On the marginally brighter side, whenever a conifer falls, ashes dart in to recolonize and light and life return in small patches. There is always hope.
But ash and hazel coppice survives in a few acres above and below my garden, with a handful of ancient hazel stools within the garden itself.
And now winter has torn back the brambly undergrowth, the untended overgrown hazel thickets are exposed in all their grotesque glory. Where once there would have been long, lithe poles springing up to the sky and regularly harvested, there are heavy, moss-covered trunks, swollen and twisted – trolls’ arms with arthritis. (I will take some photos, honest – the weather's been too awful)
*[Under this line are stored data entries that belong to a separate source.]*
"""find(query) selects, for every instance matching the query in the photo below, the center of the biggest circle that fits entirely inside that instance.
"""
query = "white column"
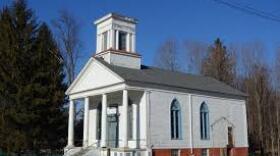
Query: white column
(127, 42)
(190, 122)
(71, 124)
(117, 40)
(86, 120)
(135, 124)
(108, 39)
(125, 117)
(104, 121)
(133, 46)
(112, 41)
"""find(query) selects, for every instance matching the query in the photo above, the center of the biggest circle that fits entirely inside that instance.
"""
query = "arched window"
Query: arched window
(204, 121)
(175, 117)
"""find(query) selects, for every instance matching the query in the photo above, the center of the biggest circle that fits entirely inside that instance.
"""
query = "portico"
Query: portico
(110, 119)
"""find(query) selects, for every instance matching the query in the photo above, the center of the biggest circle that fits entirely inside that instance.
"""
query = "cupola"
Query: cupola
(116, 40)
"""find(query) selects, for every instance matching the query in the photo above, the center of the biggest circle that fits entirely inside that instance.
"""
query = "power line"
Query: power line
(249, 10)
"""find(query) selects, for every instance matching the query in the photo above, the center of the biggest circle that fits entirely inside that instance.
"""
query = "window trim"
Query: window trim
(176, 120)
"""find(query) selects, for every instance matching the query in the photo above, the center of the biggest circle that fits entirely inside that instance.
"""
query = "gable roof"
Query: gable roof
(164, 79)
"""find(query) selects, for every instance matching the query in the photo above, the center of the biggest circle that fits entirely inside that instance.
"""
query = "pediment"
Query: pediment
(94, 75)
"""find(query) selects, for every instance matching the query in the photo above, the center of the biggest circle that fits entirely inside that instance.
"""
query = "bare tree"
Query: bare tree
(167, 56)
(219, 63)
(67, 32)
(195, 52)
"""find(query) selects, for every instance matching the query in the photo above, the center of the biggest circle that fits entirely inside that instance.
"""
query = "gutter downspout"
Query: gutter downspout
(191, 123)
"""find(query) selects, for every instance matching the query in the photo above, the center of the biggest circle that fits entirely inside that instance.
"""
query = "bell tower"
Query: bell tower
(116, 40)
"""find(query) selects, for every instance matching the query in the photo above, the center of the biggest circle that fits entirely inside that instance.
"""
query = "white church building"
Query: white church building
(135, 110)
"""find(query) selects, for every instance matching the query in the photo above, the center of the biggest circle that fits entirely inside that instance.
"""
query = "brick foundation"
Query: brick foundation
(237, 151)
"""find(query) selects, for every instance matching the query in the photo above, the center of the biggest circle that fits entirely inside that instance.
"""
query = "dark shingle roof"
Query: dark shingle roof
(159, 78)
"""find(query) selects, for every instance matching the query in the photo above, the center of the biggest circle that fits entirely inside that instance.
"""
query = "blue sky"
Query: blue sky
(201, 20)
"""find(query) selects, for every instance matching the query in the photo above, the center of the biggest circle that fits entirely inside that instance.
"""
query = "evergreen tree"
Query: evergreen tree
(219, 64)
(31, 83)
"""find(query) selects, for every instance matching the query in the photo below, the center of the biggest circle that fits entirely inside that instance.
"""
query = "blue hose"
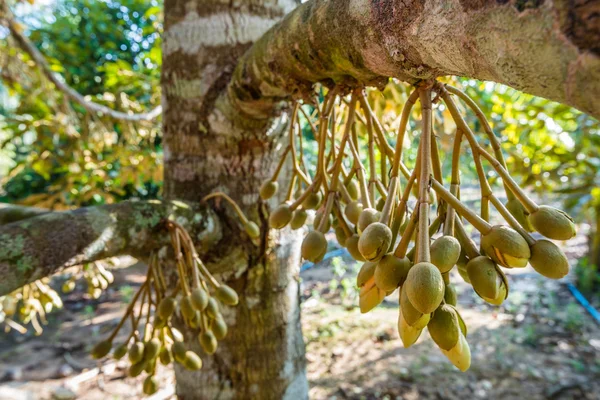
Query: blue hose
(583, 301)
(334, 253)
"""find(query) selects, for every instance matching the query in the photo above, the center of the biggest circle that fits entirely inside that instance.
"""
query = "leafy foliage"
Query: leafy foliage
(62, 156)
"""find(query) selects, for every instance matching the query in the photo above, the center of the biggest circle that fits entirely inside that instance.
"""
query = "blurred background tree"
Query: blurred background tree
(56, 154)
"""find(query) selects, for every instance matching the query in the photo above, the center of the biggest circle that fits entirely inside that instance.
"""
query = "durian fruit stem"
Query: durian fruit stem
(406, 110)
(481, 225)
(423, 254)
(464, 239)
(530, 205)
(372, 168)
(477, 150)
(494, 142)
(358, 168)
(338, 164)
(127, 311)
(402, 247)
(512, 220)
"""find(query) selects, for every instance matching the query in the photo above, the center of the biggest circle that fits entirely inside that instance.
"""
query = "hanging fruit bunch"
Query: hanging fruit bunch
(414, 249)
(196, 300)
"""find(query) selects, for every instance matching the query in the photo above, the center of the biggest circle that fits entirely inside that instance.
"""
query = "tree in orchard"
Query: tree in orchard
(236, 79)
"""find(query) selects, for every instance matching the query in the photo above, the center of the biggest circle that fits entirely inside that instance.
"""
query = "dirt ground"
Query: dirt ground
(540, 344)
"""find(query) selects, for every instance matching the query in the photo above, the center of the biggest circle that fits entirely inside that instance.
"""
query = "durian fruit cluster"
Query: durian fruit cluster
(29, 305)
(413, 244)
(196, 302)
(96, 276)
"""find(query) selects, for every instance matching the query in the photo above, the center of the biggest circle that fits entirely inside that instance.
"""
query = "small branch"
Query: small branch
(75, 96)
(43, 245)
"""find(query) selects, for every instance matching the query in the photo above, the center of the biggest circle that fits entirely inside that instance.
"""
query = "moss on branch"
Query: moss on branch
(42, 245)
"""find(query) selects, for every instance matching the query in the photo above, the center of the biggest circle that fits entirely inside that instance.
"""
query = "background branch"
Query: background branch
(365, 42)
(45, 244)
(71, 93)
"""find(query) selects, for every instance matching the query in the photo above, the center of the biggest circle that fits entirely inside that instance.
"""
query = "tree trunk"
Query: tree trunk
(209, 147)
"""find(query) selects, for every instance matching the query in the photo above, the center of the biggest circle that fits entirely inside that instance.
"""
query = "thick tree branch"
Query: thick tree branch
(68, 91)
(12, 213)
(547, 48)
(40, 246)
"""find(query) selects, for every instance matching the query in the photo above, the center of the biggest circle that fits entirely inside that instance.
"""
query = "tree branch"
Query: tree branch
(68, 91)
(12, 213)
(40, 246)
(548, 49)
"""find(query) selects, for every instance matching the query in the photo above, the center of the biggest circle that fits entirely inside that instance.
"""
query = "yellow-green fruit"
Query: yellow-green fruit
(317, 221)
(268, 189)
(352, 211)
(408, 334)
(340, 236)
(199, 298)
(444, 328)
(187, 308)
(194, 322)
(391, 272)
(445, 252)
(506, 247)
(352, 247)
(353, 189)
(120, 351)
(484, 277)
(178, 349)
(151, 349)
(366, 272)
(450, 296)
(219, 328)
(150, 385)
(212, 310)
(165, 356)
(192, 361)
(549, 260)
(166, 307)
(314, 246)
(424, 287)
(375, 241)
(462, 271)
(208, 341)
(280, 217)
(227, 295)
(101, 349)
(460, 354)
(150, 366)
(517, 210)
(298, 219)
(380, 204)
(136, 368)
(136, 352)
(252, 229)
(412, 316)
(312, 201)
(367, 217)
(553, 223)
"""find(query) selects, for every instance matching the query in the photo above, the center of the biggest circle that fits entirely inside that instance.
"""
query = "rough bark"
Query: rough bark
(209, 147)
(546, 48)
(38, 246)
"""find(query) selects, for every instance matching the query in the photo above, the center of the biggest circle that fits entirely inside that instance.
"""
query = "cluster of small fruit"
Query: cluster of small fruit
(96, 276)
(369, 226)
(197, 307)
(29, 304)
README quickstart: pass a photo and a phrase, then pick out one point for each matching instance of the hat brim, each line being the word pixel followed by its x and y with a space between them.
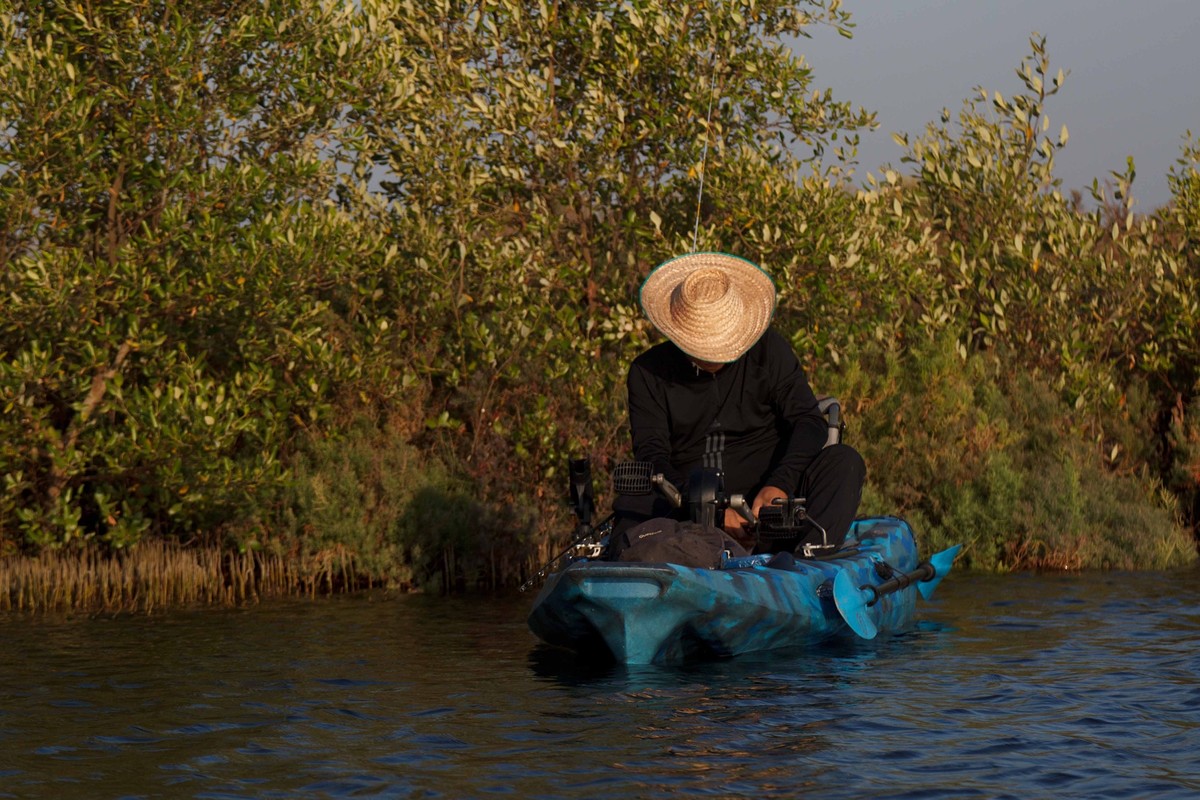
pixel 720 341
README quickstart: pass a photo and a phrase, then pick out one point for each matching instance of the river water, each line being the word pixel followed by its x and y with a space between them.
pixel 1009 686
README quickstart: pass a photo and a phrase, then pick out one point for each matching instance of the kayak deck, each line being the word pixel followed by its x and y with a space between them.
pixel 664 613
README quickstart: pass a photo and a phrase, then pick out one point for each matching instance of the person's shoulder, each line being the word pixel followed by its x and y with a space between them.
pixel 660 356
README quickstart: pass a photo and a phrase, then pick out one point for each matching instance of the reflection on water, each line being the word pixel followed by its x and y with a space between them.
pixel 1014 686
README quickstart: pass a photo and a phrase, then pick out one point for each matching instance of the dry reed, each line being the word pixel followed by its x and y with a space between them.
pixel 155 576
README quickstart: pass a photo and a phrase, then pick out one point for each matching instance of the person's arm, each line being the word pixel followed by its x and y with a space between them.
pixel 649 425
pixel 797 404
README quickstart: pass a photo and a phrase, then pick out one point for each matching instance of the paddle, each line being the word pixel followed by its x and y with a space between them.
pixel 853 601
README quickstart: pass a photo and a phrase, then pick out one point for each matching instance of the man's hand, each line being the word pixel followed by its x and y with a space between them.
pixel 766 497
pixel 736 524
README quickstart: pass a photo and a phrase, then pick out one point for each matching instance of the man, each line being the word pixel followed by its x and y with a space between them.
pixel 726 391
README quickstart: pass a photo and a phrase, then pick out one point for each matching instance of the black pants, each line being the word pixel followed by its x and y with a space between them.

There is once particularly ugly example in the garden, hidden until the leaves fell. It was up a steep slope and was a morass of rotting trunks, younger poles, twisted and intertwined like the limbs of a demented giant squid.
I was determined to rejuvenate it by coppicing it properly over the Christmas holiday. This involved cutting the tree almost back to the ground and letting light in to promote new growth in spring.
The first step was to give it a hair cut with the bow saw to make it less dangerous to wield the chain saw at close quarters. Working for an hour or two here and there over two days in the pouring rain, I gradually reduced this tangle of woody horror to series of short poles that should prove even shorter work for the chain saw.
While I was working, I stirred up the leaf litter and exposed small shoots – snowdrops heading for the light. I can’t commit to whether snowdrops are a sign of spring or not but it was a welcome sign of life.
I cut out all the useable wood to dry out for next winter’s fires and left the brash (the thin tops) to dry out to be used as kindling.
Then, once I felt brave enough, I took the chainsaw up the slope. My brother in law, staying for Christmas, agreed to come up with me to catch any of my severed limbs. All started fine – I cut off a good load of the outer branches in safely and easily.
Then disaster. As I was cutting into the heart of the hazel, sparks started flying from the chain. I’d hit a hidden piece of rusted metal fence wire – at least 10 or 15 years old. It blunted the chainsaw instantly. Game over. I was deeply disappointed with my ineptitude. The saw needs resharpened – as does my brain.
We lugged out as much wood as we could and were amazed at how much this single smallish tree has generated: fence posts, firewood, kindling, pea sticks, bean poles and materials for green woodworking (if I ever find the time). Thank hazel tree.